Study Rationale: This project represents a supplement to our MJFF project, “Shedding Light on the Dark Genome in Parkinson’s Disease (PD).” For the initial project, we developed a suite of standardized cellular assays to evaluate key PD traits. Based on these achievements and the potential of this approach, we will now expand our screening capabilities in induced-pluripotent stem cells (iPSC), with the goal of establishing a robust platform to study the mechanisms of action and potential pathological role of virtually any PD-related gene.
Hypothesis: We hypothesize that optimizing our existing assays, and adding new ones, will allow us to capture key phenotypes and mechanisms of PD pathology and will provide a robust discovery and validation pipeline for investigating a broader range of PD-related genes.
Study Design: For this project, we will optimize, expand and validate our PD-relevant cellular assays based on human iPSC. We will transition to using a newer method (based on CRISPR activation and interference) to control the activity of potential PD-associated genes in our iPSC systems. We will characterize and compare features of cells with PD-associated mutations (derived directly from people with PD) with those in which the mutation is voluntarily introduced in a healthy cell line. Finally, we will expand our repertoire of PD-relevant cell types beyond neurons by generating proof-of-concept preliminary data using microglia and astrocytes.

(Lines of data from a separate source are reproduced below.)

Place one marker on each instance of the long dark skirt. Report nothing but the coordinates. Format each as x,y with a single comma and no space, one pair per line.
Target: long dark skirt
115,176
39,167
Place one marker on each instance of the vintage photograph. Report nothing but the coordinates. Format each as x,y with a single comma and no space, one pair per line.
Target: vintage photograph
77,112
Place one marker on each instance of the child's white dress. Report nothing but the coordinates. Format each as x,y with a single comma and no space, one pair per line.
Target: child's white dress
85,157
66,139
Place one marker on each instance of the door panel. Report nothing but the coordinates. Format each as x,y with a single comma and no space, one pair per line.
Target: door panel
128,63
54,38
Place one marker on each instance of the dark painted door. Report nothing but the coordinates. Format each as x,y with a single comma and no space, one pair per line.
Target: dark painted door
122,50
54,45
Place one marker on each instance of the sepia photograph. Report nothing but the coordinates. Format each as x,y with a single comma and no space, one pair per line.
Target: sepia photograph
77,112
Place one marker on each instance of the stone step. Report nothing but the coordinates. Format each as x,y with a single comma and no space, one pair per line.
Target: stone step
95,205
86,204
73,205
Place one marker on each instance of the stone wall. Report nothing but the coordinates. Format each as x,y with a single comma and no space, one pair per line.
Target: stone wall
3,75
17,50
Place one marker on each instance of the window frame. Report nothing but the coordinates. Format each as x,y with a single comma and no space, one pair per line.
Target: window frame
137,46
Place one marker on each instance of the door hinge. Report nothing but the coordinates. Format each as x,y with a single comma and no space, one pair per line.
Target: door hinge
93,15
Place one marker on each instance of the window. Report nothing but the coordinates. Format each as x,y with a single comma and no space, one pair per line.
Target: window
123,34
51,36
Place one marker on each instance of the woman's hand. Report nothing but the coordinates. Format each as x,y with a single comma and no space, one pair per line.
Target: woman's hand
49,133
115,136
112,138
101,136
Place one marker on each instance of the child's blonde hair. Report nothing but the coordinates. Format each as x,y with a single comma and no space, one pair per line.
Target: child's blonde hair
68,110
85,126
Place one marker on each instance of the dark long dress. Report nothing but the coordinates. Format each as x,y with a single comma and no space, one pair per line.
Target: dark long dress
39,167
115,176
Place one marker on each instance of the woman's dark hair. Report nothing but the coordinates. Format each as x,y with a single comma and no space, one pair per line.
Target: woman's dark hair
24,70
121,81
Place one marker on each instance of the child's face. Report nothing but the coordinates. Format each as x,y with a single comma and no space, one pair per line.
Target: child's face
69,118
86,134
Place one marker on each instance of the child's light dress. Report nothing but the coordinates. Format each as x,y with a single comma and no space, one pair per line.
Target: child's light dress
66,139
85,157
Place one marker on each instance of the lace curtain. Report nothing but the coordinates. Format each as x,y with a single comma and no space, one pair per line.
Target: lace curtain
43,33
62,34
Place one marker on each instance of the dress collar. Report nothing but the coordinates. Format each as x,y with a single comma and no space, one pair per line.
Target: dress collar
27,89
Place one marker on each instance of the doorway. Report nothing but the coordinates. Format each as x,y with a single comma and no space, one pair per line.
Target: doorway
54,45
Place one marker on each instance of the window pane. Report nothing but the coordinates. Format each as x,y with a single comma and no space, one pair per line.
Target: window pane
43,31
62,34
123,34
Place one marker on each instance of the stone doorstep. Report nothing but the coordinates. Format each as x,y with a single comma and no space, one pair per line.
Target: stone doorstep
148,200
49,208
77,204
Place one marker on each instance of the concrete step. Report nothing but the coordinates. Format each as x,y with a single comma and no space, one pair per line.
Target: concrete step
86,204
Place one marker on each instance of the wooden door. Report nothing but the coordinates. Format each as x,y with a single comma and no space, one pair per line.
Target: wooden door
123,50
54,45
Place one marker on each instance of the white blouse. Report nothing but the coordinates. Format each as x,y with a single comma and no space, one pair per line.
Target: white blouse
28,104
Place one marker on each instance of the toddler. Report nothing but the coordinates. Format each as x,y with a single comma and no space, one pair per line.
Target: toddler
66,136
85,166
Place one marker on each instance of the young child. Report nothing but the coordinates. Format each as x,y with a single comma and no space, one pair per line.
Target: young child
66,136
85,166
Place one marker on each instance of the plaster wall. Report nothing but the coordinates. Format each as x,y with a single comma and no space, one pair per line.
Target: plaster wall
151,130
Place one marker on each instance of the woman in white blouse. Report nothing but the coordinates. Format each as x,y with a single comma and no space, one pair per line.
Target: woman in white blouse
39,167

Impact on Diagnosis/Treatment of Parkinson’s disease:
This platform will act as a strong discovery and validation pipeline to explore a wider array of targets related to PD, providing deeper understanding of the disease's underlying mechanisms.
Next Steps for Development: Next steps will involve adding new PD genes as well as incorporating other brain cell types, such as oligodendroglia, relevant for multiple systems atrophy; we will also use iPSC-derived midbrain organoids, which contain multiple cell types growing in 3D, to explore the different cellular pathways associated with PD pathogenesis.